Cottingley Fairy Copyright Question —
I have the good fortune of having a site that ranks relatively high in search engines. But this also means that I have the misfortune of easily attracting the attention of anyone out there who might object to something on my site, or who might want to claim that I'm infringing their copyright by my use of some material. So, in the past, I've had
National Geographic threaten me, plus I've had complaints from the
Time Travel Mutual Fund and the
Human-Flavored Tofu Company (see below), among others.
Now the British
Science and Society Picture Library has joined this list. They've sent me a
cease-and-desist letter demanding that I either remove all images of the
Cottingley Fairies from my site, or pay them a licensing fee for their use.

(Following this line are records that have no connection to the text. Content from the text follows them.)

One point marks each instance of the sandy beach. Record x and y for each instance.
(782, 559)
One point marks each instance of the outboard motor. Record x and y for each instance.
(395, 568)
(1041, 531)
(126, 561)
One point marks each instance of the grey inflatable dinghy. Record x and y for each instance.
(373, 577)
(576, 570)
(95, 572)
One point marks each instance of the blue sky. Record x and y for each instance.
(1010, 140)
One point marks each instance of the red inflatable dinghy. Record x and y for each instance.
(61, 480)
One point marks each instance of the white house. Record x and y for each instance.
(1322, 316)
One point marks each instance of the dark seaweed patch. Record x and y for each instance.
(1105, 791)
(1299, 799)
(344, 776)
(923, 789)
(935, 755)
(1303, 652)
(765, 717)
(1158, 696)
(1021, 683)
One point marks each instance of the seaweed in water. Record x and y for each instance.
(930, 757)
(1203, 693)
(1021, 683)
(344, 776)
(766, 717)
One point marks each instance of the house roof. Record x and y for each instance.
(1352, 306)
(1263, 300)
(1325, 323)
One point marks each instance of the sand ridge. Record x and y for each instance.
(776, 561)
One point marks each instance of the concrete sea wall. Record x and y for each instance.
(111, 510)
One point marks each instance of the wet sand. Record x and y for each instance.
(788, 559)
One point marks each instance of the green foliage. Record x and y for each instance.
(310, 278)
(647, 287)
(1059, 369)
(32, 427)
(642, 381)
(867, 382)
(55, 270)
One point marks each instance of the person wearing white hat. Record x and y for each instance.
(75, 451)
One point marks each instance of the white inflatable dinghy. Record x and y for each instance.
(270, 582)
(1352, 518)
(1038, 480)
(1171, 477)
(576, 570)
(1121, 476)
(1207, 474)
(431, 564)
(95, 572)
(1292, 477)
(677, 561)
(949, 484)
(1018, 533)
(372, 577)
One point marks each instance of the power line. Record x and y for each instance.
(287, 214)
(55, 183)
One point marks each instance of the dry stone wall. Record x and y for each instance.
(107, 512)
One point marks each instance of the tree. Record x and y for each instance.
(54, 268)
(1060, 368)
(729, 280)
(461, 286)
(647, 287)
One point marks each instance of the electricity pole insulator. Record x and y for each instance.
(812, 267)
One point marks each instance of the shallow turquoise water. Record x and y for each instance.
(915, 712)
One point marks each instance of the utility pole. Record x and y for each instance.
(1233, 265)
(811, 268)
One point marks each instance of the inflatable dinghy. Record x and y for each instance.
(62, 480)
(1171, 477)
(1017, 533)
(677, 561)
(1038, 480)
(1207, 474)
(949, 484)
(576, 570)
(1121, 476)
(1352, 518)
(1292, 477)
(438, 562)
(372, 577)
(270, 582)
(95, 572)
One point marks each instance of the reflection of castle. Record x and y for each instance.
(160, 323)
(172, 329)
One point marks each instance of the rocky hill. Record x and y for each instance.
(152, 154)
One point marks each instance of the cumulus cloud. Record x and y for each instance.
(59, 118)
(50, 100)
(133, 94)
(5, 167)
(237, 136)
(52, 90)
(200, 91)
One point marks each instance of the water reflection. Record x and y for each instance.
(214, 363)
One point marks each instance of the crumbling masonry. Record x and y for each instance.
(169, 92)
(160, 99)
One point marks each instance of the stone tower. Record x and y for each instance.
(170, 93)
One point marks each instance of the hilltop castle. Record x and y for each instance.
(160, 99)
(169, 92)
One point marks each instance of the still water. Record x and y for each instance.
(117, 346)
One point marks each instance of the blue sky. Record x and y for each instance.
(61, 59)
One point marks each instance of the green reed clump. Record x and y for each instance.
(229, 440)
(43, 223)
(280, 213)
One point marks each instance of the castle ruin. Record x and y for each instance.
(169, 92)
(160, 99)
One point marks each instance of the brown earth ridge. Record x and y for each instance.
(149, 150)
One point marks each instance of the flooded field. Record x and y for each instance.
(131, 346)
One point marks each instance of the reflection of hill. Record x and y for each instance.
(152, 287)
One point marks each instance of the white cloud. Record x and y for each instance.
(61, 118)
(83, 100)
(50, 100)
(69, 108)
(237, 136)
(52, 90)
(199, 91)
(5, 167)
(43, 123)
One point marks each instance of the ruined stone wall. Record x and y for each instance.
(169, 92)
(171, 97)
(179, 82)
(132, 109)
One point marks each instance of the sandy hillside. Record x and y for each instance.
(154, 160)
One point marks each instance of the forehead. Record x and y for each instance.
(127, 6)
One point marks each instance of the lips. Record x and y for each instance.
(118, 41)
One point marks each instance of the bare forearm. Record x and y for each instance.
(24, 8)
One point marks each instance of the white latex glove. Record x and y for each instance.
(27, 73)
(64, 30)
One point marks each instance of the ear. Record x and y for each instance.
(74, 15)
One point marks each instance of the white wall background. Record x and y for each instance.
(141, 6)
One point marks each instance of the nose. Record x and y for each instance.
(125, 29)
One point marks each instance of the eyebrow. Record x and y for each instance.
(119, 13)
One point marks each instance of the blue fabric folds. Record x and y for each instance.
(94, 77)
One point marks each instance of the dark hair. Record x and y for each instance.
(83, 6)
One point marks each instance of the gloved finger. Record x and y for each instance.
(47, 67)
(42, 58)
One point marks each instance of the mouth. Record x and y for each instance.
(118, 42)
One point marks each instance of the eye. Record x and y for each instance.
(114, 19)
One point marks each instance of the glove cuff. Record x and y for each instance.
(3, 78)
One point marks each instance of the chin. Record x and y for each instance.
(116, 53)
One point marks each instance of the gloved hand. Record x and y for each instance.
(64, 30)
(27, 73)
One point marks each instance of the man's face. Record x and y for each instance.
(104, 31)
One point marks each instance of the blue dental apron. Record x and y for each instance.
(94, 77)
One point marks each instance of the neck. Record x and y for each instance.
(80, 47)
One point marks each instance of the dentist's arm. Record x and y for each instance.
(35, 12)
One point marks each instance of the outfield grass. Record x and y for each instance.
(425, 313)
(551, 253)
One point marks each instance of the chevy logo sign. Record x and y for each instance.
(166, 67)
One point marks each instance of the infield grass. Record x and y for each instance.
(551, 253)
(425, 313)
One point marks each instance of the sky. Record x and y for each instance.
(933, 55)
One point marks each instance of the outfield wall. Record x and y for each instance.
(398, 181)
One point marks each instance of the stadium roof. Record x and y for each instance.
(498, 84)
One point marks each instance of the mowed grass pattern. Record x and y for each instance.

This raises an interesting legal question. The Cottingley Fairy images were taken in 1917 and published (in England) in 1920. They were also published in America. The earliest American publication of them that I'm aware of is the American edition of Arthur Conan Doyle's
The Coming of the Fairies (George H. Doran Co., New York, 1922).
U.S. law states that everything published in America before 1923 is now in the public domain. Therefore, in America the Cottingley fairy images are in the public domain. But the law in the U.K. is that the images remain under copyright for 70 years after the death of the photographer. The two women who took the images died in the 1980s, so the images will remain copyrighted in Britain until around 2050.
So do the British copyrights have any legal status in America? I'm not sure. The closest parallel I can find is the case of J.M. Barrie's Peter Pan, which is copyrighted in the UK, but is in the public domain in the US. Efforts to enforce the UK copyrights in America have
not been successful. When Project Gutenberg made the text of
Peter Pan freely available on its site, it simply added a disclaimer noting that the text was public domain in the U.S., but not elsewhere.
So for now I'm telling the Science and Society Picture Library that the images are remaining exactly where they are. I've already traded five or six emails with them about this, and they don't seem willing to give up their claim. But I don't think they have a valid case, so I'm not budging.